Synergistically enhanced wide spectrum photodetection of a heterogeneous trilayer CsPbI3/PbS/ZnO architecture

Abstract

Mono-component photodetectors are usually limited by the narrow material absorption range and the easy recombination of photogenerated electrons and holes, so they cannot play a prominent role in high-performance wide-spectrum photodetection. Therefore, using engineered heterostructures to extend the absorption range, effectively separate the photogenerated electrons and holes, reduce the recombination, and improve the transport of photogenerated carriers is the optimal method to improve the photodetection performance. In this work, heterogeneous trilayer CsPbI₃/PbS/ZnO photodetectors were fabricated by a low-cost solution method.
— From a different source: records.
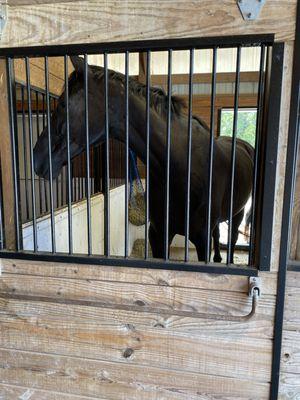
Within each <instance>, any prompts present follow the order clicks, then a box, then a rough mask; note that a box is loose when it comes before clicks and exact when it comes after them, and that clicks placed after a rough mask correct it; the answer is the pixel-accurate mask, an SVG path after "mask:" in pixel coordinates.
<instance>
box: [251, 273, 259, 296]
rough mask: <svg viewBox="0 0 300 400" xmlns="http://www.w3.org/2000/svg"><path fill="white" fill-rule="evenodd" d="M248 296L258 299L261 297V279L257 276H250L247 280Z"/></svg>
mask: <svg viewBox="0 0 300 400" xmlns="http://www.w3.org/2000/svg"><path fill="white" fill-rule="evenodd" d="M248 294H249V296H250V297H254V296H256V297H260V295H261V278H259V277H257V276H251V277H250V278H249V289H248Z"/></svg>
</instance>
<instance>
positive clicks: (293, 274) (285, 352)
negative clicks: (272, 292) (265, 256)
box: [279, 271, 300, 400]
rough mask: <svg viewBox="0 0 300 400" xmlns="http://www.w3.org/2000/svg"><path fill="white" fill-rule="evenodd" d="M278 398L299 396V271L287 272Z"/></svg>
mask: <svg viewBox="0 0 300 400" xmlns="http://www.w3.org/2000/svg"><path fill="white" fill-rule="evenodd" d="M279 390H280V395H279V400H298V399H299V398H300V272H292V271H288V272H287V283H286V296H285V311H284V325H283V336H282V357H281V372H280V388H279Z"/></svg>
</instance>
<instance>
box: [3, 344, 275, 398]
mask: <svg viewBox="0 0 300 400" xmlns="http://www.w3.org/2000/svg"><path fill="white" fill-rule="evenodd" d="M0 376H1V381H2V383H3V384H12V385H22V386H25V387H32V388H38V389H46V390H51V389H52V388H54V387H55V388H56V390H57V391H60V392H62V393H68V394H76V395H85V396H92V397H93V396H96V397H97V398H99V397H101V396H102V397H103V398H105V399H114V400H124V399H130V400H135V399H138V400H148V399H153V400H154V399H164V400H179V399H180V400H199V399H200V400H211V399H214V398H216V399H217V398H222V399H224V400H226V399H227V400H229V399H231V400H234V399H236V400H237V399H239V400H242V399H245V400H246V399H247V400H249V398H257V393H259V396H260V400H267V399H268V395H269V384H268V383H263V382H259V381H247V380H241V379H231V378H224V377H217V376H210V375H200V374H195V373H190V372H182V371H180V372H177V371H169V370H164V369H158V368H153V367H149V368H147V370H146V371H145V369H144V368H141V367H140V366H136V365H130V364H125V365H124V364H118V363H113V362H104V361H95V360H81V359H80V362H79V359H78V358H75V357H63V356H53V355H47V354H35V353H30V352H22V351H11V350H4V349H0Z"/></svg>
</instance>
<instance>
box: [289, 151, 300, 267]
mask: <svg viewBox="0 0 300 400" xmlns="http://www.w3.org/2000/svg"><path fill="white" fill-rule="evenodd" d="M296 168H297V170H296V171H297V173H296V183H295V195H294V204H293V216H292V232H291V252H290V258H291V259H292V260H300V145H299V147H298V160H297V167H296Z"/></svg>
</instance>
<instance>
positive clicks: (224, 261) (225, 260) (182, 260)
mask: <svg viewBox="0 0 300 400" xmlns="http://www.w3.org/2000/svg"><path fill="white" fill-rule="evenodd" d="M144 248H145V240H144V239H138V240H136V241H135V243H134V246H133V249H132V253H131V257H134V258H143V257H144ZM149 256H150V257H151V256H152V253H151V251H150V254H149ZM221 256H222V261H223V262H224V263H225V262H226V252H225V251H221ZM189 257H190V261H191V262H196V261H198V258H197V253H196V250H195V249H194V248H190V251H189ZM170 259H171V260H176V261H183V259H184V249H183V248H180V247H171V254H170ZM234 263H235V264H238V265H247V263H248V253H247V252H246V251H235V253H234Z"/></svg>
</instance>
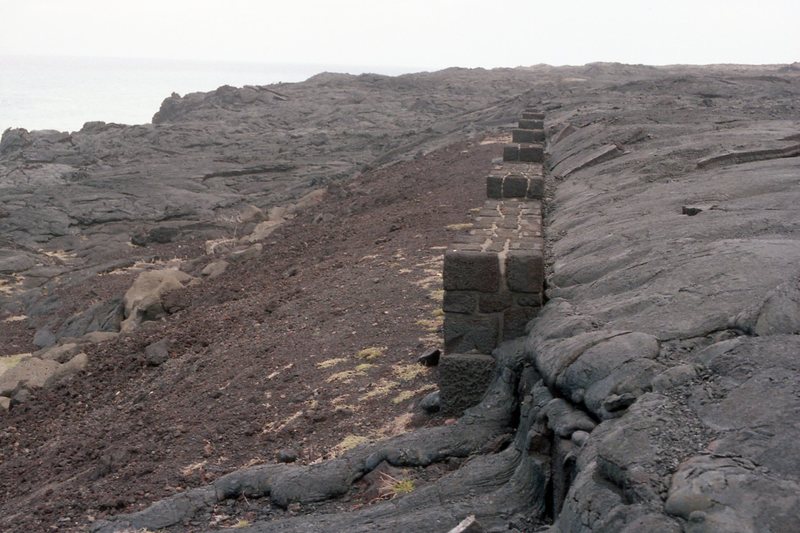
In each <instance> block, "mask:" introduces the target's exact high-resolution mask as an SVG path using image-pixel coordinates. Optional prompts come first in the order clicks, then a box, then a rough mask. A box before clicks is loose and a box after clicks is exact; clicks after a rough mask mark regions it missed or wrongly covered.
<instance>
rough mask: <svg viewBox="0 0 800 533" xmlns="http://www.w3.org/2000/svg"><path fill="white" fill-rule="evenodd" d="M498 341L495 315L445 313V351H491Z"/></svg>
mask: <svg viewBox="0 0 800 533" xmlns="http://www.w3.org/2000/svg"><path fill="white" fill-rule="evenodd" d="M499 341H500V320H499V318H498V317H497V315H462V314H455V313H445V315H444V350H445V353H456V352H470V351H473V350H475V351H478V352H480V353H483V354H488V353H491V352H492V350H494V348H495V347H496V346H497V344H498V342H499Z"/></svg>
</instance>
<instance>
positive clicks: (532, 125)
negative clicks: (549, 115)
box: [519, 118, 544, 130]
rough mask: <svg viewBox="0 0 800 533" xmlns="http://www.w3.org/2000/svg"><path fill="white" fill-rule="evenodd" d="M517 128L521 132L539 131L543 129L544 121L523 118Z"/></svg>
mask: <svg viewBox="0 0 800 533" xmlns="http://www.w3.org/2000/svg"><path fill="white" fill-rule="evenodd" d="M519 127H520V129H523V130H541V129H542V128H544V121H543V120H538V119H531V118H523V119H520V121H519Z"/></svg>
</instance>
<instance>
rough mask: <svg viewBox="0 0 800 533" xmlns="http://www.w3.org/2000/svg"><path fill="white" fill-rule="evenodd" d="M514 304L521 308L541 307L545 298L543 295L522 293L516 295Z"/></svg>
mask: <svg viewBox="0 0 800 533" xmlns="http://www.w3.org/2000/svg"><path fill="white" fill-rule="evenodd" d="M514 303H516V304H517V305H518V306H520V307H541V306H542V305H543V304H544V298H543V297H542V294H541V293H533V292H528V293H525V292H521V293H518V294H515V295H514Z"/></svg>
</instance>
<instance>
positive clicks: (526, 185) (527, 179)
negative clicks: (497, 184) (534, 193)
mask: <svg viewBox="0 0 800 533" xmlns="http://www.w3.org/2000/svg"><path fill="white" fill-rule="evenodd" d="M527 194H528V178H525V177H523V176H508V177H506V179H505V180H504V181H503V196H504V197H505V198H525V196H527Z"/></svg>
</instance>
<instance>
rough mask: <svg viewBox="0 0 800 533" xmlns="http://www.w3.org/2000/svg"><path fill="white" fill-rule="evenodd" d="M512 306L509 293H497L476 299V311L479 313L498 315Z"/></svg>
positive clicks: (504, 291) (510, 299)
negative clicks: (477, 299) (494, 314)
mask: <svg viewBox="0 0 800 533" xmlns="http://www.w3.org/2000/svg"><path fill="white" fill-rule="evenodd" d="M513 304H514V298H512V296H511V293H508V292H505V291H504V292H498V293H495V294H486V293H484V294H481V295H480V297H479V298H478V311H480V312H481V313H499V312H501V311H505V310H506V309H508V308H509V307H511V306H512V305H513Z"/></svg>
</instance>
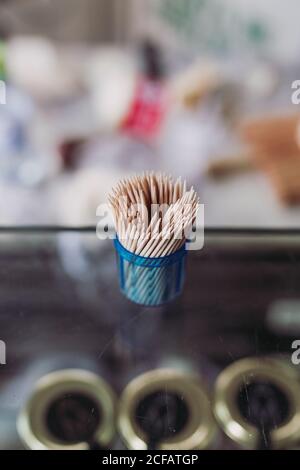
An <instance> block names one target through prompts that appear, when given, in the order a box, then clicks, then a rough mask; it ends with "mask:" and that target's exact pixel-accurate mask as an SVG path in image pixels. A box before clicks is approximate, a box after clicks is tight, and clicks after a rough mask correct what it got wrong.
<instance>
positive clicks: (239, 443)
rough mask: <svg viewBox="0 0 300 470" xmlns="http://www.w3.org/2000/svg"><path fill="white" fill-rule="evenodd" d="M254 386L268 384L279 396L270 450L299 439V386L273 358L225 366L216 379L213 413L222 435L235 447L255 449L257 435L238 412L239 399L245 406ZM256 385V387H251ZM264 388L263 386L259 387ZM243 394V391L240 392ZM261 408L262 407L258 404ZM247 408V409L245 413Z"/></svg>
mask: <svg viewBox="0 0 300 470" xmlns="http://www.w3.org/2000/svg"><path fill="white" fill-rule="evenodd" d="M251 384H252V387H253V386H257V384H258V385H259V384H268V385H266V386H267V387H272V389H273V390H275V391H276V393H278V394H279V398H280V400H281V401H280V403H281V404H282V407H281V412H280V413H281V416H280V422H279V423H277V424H276V425H274V427H273V428H272V429H271V430H270V433H269V434H270V435H269V438H270V446H271V448H273V449H281V448H287V447H290V446H291V445H292V444H293V443H295V442H297V441H299V436H300V385H299V383H297V380H296V379H295V373H294V371H292V369H291V368H290V367H284V366H283V363H282V362H281V363H280V362H279V361H278V360H277V359H273V358H269V357H266V358H259V359H258V358H248V359H242V360H240V361H237V362H235V363H234V364H232V365H230V366H229V367H227V368H226V369H225V370H224V371H223V372H222V373H221V374H220V375H219V377H218V378H217V381H216V385H215V397H214V412H215V416H216V419H217V421H218V422H219V424H220V426H221V427H222V429H223V430H224V432H225V433H226V434H227V435H228V436H229V437H230V438H231V439H232V440H233V441H235V442H236V443H237V444H239V445H241V446H242V447H245V448H248V449H255V448H257V447H258V446H259V442H260V439H261V432H260V430H259V427H258V426H255V425H254V423H253V422H251V419H249V416H246V415H247V413H244V412H243V411H242V409H241V405H240V402H239V399H240V397H241V393H244V394H245V398H246V401H248V404H247V403H246V406H248V407H249V390H250V388H249V387H251ZM255 384H256V385H255ZM259 386H265V385H259ZM242 391H243V392H242ZM262 406H264V405H262ZM249 410H250V408H248V412H249Z"/></svg>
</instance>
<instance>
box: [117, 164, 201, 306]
mask: <svg viewBox="0 0 300 470" xmlns="http://www.w3.org/2000/svg"><path fill="white" fill-rule="evenodd" d="M109 201H110V205H111V208H112V212H113V217H114V221H115V227H116V232H117V236H118V239H119V242H120V244H121V245H122V246H123V247H124V248H125V249H126V250H127V251H129V252H130V261H128V259H126V260H124V258H123V259H121V260H120V263H121V266H122V267H121V268H120V273H121V275H120V282H121V289H122V291H123V293H124V294H125V295H126V296H127V297H128V298H129V299H131V300H132V301H134V302H136V303H138V304H143V305H149V306H158V305H161V304H163V303H165V302H168V301H171V300H173V298H175V297H176V296H177V295H179V293H180V290H181V287H182V284H183V279H184V270H183V267H182V263H180V262H177V263H176V262H175V261H174V260H173V261H174V262H173V263H172V262H171V263H166V262H165V261H166V260H170V259H169V258H168V255H172V254H174V253H176V252H177V251H178V250H180V249H181V248H183V246H184V245H185V243H186V241H187V238H188V236H189V234H190V232H191V230H192V227H193V224H194V222H195V219H196V214H197V209H198V206H199V200H198V196H197V194H196V192H195V191H194V189H193V188H191V189H189V190H187V187H186V183H185V182H184V183H183V182H182V181H181V179H178V180H177V181H173V179H172V178H171V177H170V176H167V175H164V174H161V173H158V174H154V173H146V174H143V175H141V176H133V177H131V178H129V179H124V180H122V181H120V182H119V184H118V185H117V187H116V188H115V189H114V190H113V191H112V195H111V196H110V198H109ZM131 254H133V255H134V257H133V260H132V258H131ZM135 256H136V258H135ZM157 259H159V261H158V262H157ZM176 259H177V258H176ZM180 259H181V260H182V257H180ZM136 260H138V262H137V261H136Z"/></svg>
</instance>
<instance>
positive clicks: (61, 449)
mask: <svg viewBox="0 0 300 470" xmlns="http://www.w3.org/2000/svg"><path fill="white" fill-rule="evenodd" d="M115 401H116V400H115V395H114V392H113V391H112V389H111V388H110V386H109V385H108V384H107V383H106V382H105V381H104V380H103V379H101V378H100V377H99V376H97V375H96V374H94V373H92V372H89V371H86V370H79V369H67V370H60V371H57V372H52V373H50V374H48V375H46V376H44V377H43V378H41V379H40V380H39V381H38V382H37V384H36V386H35V388H34V390H33V393H32V395H31V396H30V398H29V400H28V401H27V403H26V405H25V407H24V408H23V410H22V411H21V412H20V414H19V417H18V421H17V428H18V432H19V435H20V437H21V439H22V441H23V443H24V445H25V446H26V447H27V448H29V449H32V450H88V449H90V448H91V447H92V446H94V447H96V448H97V447H99V448H105V447H107V446H108V445H109V444H110V443H111V441H112V439H113V437H114V435H115Z"/></svg>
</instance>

The CsPbI₃/PbS/ZnO architecture has the mutual complementation and enhancement advantages of the materials, the synergy between the two heterointerfaces promotes the efficient separation of carriers and inhibits back-flow and recombination, and ZnO and CsPbI₃ are used as separate transport layers of electrons and holes, respectively. The photodetectors based on the CsPbI₃/PbS/ZnO architecture achieved a wide spectrum photodetection of 300–1100 nm. Under 405 nm incident light, the CsPbI₃/PbS/ZnO photodetectors achieved a high responsivity of 280 mA W⁻¹, specific detectivity of 1.61 × 10¹¹ Jones, external quantum efficiency of 85% and fast rise/fall time of 64/63 ms. In addition, the CsPbI₃/PbS/ZnO architecture exhibits good mechanical flexibility after 500 folding cycles. The results demonstrate that the heterogeneous trilayer CsPbI₃/PbS/ZnO architecture is a promising candidate for flexible broadband photodetection.